# New 3ft Tank - What Fish ???



## LadyFrenchies

Hi, i am getting a new 3ft long tank on sunday and im not sure what fish to put in it, i want big fish bacause my mum has a 3ft tank downstairs with small fish in it like guppys, neons and mollys, but im not keen on it so i want big fish, like adult plecs and stuff but i want them all to get along, any suggestions xox


----------



## Guest

First things first, does your tank have all the necessary equipment and do you understand the basics of fishless cycling and water quality?

I'm assuming you want a common plec and a selection of other large fish such as cichlids? Unfortunately your tank will be too small for these, common plecs (_Liposarcus multiradiatus_) can top 18"/46cm and will grow far too big, most of the larger cichlids and other fish growing bigger than 5-6"/13-15cm will also be too big. I would recommend fish that grow no bigger than around 4-5"/10-13cm. If you did add a large selection of fish that grow bigger than the sizes already mentioned you will have serious problems with overstocking, which in turn will cuase water quality problems.

However there are some smaller cichlids available such as Kribensis and Keyholes that would be suitable for a tank of this size, both of these fish grow to around 4"/10cm.

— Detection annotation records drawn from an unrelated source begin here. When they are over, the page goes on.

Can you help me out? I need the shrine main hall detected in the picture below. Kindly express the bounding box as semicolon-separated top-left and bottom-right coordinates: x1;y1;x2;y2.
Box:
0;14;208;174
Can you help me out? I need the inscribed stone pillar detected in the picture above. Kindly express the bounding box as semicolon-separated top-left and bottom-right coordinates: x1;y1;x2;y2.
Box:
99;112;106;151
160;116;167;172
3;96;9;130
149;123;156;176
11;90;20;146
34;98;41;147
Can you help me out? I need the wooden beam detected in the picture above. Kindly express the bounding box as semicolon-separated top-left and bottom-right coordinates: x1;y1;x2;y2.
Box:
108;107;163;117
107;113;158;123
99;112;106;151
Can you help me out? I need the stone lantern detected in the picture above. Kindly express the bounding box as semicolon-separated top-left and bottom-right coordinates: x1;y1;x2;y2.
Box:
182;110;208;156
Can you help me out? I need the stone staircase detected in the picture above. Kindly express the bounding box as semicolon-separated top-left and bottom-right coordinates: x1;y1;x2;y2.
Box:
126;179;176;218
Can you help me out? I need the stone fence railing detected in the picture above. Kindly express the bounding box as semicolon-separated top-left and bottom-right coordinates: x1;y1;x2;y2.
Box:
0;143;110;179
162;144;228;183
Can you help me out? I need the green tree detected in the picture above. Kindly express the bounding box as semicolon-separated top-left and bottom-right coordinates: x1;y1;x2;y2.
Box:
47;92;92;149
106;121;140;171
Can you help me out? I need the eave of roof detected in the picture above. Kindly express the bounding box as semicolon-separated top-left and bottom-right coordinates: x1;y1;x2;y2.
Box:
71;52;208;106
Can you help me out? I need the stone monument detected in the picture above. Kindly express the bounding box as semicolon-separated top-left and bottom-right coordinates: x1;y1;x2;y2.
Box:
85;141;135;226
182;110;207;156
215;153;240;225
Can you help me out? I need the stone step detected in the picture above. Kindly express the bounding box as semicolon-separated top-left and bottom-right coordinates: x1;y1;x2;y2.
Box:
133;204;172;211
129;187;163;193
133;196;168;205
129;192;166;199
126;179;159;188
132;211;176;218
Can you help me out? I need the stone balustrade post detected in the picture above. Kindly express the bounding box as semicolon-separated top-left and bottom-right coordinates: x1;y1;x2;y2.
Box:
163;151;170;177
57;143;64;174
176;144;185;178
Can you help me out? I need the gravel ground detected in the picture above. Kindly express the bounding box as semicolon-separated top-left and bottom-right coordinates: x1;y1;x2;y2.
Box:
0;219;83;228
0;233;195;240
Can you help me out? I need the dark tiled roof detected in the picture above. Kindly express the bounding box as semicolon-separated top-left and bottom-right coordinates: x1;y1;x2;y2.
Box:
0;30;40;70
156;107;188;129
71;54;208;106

If this is your first tank I would stick with the peaceful community fish such as platies, tetras, anabantoids (i.e honey gouramis) and small catfish such as corydoras and smaller plecs such as Panaque and Hypancistrus until you learn the ropes. Once you are able to obtain a larger tank (at least 72"/180cm for a common plec) you will be able to start keeping some larger fish.


----------



## LadyFrenchies

yep ive kept fish for over 10 years along with my mum breeding many breeds and i get the tank on sunday and wont be buying fish until the tank as been up and running for at least 2 weeks with good and bad bacteria, i am not really looking for huge fish mainly middle sized ones like cat fish and stuff but i really like plecs starting from babies so then i have time to get a bigger tank before they get 2 big, i have a 1 and a half foot tank in the kitchen with my Lobby in he is a blue lobster, he is so cool, lol thanks for replies i really only want fish breed advice... but thanks anyway... xox Danielle xox
Forgot to mention im 16 and i have kept fish before, ive had over 10 tanks starting from when i was 6, i love small livebarers and do already keep baby guppys in my 10 gallon, baby platys in my other 10 gallon and now i keep my neons and adult platys and adult guppys in my other 3ft tank xox


----------



## Guest

What is the width and height of your tank?


----------



## LadyFrenchies

3 feet length, 2 1/2 feet tall and 1 foot wide, i like the keyholes they are cool lol xox


----------



## Guest

Well in that case... 

How about a couple of small plecs such as the L134 plec and the Clown plec (_Panaque maccus_)? Both only grow to around 3-4"/9-10cm. A pair of Keyholes would also be suitable and you might like a large shoal of pencilfish or congo tetras. You might also like a couple of Synodontis catfish such as the Upside-down syno (_Synodontis nigriventris_).


----------



## LadyFrenchies

they all sound very cool lol i can already see them swimming around the tank lol xox thanks pleccy xox


----------



## LadyFrenchies

sorry to double post but how big do oscars grow, i really like them and some 1 has 2 babies for rehoming for a small fee...
omg i found these pics on google and is this tank healthy for 2 oscars of their size the tank looks abit small to me ?? xox

http://s41.photobucket.com/albums/e271/pantigokitten/?action=view&current=IMG_0956.jpg
http://s41.photobucket.com/albums/e271/pantigokitten/?action=view&current=IMG_0957.jpg


----------



## Guest

As fishyfins has said oscars would be too big however there are a couple of smaller species of Geophagus available, a pair of these would be suitable for your tank.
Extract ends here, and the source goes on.